Wednesday, September 9, 2015

Tomorrow


Why is it that some people make all their decisions in the past?  It makes me angry to hear them talk to me based on assumptions. I am not who I was twenty years ago. I am not who I was fifteen years ago. I am not my mother, or my grandmother. I do not expect to live or die like anyone else in my family and that is not an accident.

I have worked hard to be me. I have broken most of the old habits, played out most of the old games, and given up most of the limitations bred into me by fear. It isn't always easy. Easy would be to fall back into these old routines, into the comfort of the tried and true, except that I know where it leads.

It isn't easy to break new ground. I make lots of mistakes, but that is okay. At least I'm not burying myself, or my children in old outmoded ruts that will tie us like scarecrows to desiccated land.

We will keep the good things, and there are many, while exploring the possibilities of the unknown.

I already hear the next generations belting out songs I would have been terrified to try.
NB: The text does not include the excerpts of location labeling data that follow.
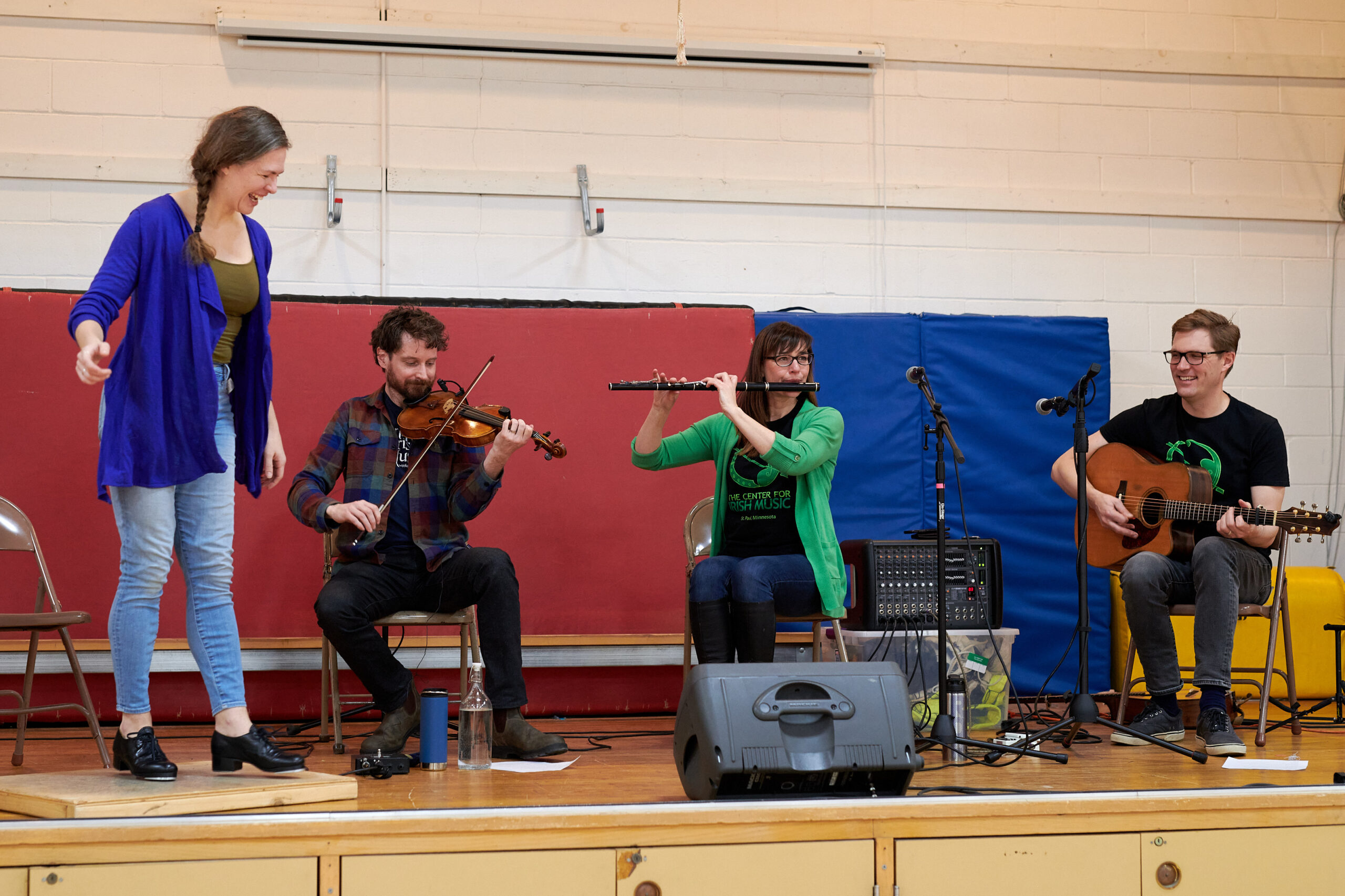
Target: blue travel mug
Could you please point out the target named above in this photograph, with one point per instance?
(435, 728)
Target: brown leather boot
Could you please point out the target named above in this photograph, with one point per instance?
(520, 741)
(392, 734)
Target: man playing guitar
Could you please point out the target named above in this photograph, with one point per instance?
(1243, 450)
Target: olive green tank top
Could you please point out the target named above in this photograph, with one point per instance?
(239, 291)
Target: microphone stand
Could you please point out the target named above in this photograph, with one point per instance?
(1083, 708)
(945, 732)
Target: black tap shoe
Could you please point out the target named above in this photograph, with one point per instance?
(257, 748)
(142, 756)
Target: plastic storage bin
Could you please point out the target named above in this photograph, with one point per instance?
(918, 654)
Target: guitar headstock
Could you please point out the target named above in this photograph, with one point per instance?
(1301, 521)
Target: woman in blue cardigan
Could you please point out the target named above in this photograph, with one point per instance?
(186, 411)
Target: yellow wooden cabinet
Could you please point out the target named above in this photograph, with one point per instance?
(1271, 861)
(836, 868)
(225, 878)
(557, 872)
(1094, 864)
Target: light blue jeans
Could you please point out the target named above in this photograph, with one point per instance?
(197, 521)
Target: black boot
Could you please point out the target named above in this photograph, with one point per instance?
(257, 748)
(710, 631)
(753, 631)
(142, 756)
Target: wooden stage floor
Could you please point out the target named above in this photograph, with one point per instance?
(639, 768)
(616, 822)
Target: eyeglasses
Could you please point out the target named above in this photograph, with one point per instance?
(1194, 358)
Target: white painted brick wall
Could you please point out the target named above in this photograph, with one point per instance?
(127, 89)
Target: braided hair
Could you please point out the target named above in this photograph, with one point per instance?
(232, 138)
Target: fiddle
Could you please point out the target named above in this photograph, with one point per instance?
(471, 425)
(447, 415)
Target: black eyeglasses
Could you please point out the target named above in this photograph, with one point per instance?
(1194, 358)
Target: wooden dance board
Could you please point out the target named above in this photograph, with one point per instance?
(101, 793)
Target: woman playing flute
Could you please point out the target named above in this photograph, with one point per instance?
(774, 548)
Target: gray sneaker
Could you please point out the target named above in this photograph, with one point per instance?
(1153, 722)
(1215, 732)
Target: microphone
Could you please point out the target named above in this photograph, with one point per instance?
(1047, 405)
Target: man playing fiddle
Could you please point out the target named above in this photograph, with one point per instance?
(424, 561)
(1245, 452)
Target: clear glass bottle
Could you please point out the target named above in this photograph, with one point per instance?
(474, 725)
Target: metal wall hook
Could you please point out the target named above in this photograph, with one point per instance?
(589, 228)
(333, 201)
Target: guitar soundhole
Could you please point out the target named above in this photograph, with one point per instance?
(1152, 509)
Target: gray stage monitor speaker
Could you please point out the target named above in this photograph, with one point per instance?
(795, 730)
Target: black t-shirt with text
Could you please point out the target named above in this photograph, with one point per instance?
(397, 547)
(1240, 449)
(759, 504)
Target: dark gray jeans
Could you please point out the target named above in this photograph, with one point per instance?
(1222, 574)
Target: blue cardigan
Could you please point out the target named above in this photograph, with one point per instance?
(160, 400)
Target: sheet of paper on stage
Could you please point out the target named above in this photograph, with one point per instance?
(1267, 765)
(530, 767)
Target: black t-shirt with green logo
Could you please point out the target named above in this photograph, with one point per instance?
(759, 504)
(1240, 449)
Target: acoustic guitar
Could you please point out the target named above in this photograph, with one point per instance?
(1166, 501)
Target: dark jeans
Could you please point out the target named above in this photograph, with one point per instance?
(786, 579)
(361, 592)
(1222, 574)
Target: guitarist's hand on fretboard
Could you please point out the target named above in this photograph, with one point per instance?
(1111, 513)
(1235, 526)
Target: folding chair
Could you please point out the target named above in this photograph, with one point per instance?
(1277, 611)
(696, 536)
(464, 619)
(17, 535)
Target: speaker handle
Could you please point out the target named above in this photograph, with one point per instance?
(770, 708)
I see them branching out on their own, supporting themselves and unafraid to stand on their own two feet. They are more realistic, more level headed, and more courageous than I ever was.

I say courageous because I suspect they are just as afraid as I was.  You can't be courageous if you aren't overcoming fear.

I can't take the credit for their successes. They are doing it on their own, but I can be proud that I'm not intentionally holding them back by passing down my shortcomings like family heirlooms.

I know this world is hard, but I also know my children and grandchildren are strong and smart and willing to do whatever it takes to make it. I want all future generations to have half of their parents problems and twice their strength, then life will only get better and better.